339 Lafayette Street, nicknamed the Peace Pentagon, and officially numbered 339-345, is a building in the NoHo neighborhood of Manhattan, New York City known in the late 20th and early 21st century for the many left-wing and radical activist and political organizations headquartered there. The building was completed c.1920.

==History==
The War Resisters League began to rent the building in 1968, and purchased it in 1974 for $60,000.

In 1978 the A. J. Muste Institute bought the building from the War Resisters League for $91,000. For decades the Institute provided office space to politically congenial activist organizations at below-market rates.
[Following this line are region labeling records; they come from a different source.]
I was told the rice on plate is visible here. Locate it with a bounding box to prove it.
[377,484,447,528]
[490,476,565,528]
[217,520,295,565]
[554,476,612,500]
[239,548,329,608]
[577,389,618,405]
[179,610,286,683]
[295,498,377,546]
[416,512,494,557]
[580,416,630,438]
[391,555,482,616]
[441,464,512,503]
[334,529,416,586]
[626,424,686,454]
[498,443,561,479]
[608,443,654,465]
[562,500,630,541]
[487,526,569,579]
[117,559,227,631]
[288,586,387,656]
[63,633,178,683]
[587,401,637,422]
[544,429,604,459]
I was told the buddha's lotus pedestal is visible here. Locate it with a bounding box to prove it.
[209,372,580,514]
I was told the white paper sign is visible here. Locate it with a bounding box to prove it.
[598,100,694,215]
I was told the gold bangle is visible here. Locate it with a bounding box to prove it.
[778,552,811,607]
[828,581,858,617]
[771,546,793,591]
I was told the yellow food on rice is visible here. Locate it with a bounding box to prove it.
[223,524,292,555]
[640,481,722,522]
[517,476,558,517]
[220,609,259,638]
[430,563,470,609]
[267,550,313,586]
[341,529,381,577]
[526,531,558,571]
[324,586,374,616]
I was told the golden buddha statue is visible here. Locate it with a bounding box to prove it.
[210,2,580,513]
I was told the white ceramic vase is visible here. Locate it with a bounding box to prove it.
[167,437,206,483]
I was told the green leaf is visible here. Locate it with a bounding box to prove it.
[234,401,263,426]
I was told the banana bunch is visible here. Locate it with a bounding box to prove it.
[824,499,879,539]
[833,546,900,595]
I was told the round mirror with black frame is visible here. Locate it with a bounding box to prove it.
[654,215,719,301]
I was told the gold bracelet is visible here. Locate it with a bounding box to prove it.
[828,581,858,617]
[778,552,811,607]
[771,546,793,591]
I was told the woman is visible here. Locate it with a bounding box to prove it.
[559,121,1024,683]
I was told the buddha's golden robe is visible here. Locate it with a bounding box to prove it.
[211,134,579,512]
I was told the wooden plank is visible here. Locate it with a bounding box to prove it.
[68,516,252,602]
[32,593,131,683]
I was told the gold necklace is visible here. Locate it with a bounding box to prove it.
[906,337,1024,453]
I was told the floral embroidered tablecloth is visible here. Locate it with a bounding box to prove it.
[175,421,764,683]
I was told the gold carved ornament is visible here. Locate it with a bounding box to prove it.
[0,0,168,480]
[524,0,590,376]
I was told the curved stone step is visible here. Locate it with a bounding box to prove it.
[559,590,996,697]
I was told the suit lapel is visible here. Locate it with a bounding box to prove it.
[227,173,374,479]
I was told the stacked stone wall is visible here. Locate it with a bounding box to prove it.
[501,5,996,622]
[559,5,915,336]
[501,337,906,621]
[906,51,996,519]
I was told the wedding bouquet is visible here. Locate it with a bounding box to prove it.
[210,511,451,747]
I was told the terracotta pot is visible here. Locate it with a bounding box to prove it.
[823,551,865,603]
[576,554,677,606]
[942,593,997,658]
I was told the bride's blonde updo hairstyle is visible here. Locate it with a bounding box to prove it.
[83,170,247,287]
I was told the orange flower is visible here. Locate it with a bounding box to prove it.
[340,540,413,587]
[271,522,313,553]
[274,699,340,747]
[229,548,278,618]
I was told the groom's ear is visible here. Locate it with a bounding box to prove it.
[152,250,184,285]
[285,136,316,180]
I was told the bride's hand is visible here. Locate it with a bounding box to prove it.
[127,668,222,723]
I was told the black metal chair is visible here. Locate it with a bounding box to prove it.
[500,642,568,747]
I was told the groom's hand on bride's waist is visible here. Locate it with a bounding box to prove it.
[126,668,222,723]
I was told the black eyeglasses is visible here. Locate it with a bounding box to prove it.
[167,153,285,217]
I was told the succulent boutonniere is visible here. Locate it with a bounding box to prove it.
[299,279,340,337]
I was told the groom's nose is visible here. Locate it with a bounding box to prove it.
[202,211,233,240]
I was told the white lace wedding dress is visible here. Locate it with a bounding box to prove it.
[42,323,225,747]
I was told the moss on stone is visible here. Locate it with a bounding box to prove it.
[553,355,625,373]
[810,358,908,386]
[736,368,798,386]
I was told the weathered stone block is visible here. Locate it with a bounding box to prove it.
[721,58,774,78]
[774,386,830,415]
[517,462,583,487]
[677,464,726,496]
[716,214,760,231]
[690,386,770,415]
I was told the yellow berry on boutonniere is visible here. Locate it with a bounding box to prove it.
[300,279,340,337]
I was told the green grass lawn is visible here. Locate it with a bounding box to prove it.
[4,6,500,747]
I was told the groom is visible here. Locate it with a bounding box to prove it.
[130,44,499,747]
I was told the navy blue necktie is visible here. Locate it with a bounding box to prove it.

In October 2015, the building was sold to the real estate holding company 337 Lafayette L.P., owned by developer Aby Rosen.

Organizations with headquarters in the building have included the Granny Peace Brigade, the National Committee to Reopen the Rosenberg Case, the NYCORG - New York Organizing Project of NYSUT, the Socialist Party USA, the Metropolitan Council on Housing, Women's Pentagon Action, The Teachers Committee for Peace in Vietnam, Catholic Peace Fellowship, Episcopal Churchmen for South Africa, the New York Anti-Nuclear Group, the Infant Formula Action Coalition, Art for Social Change, Political Art Documentation/Distribution, the Fund for Open Information and Accountability, NYC Shut It Down, and Paper Tiger Television.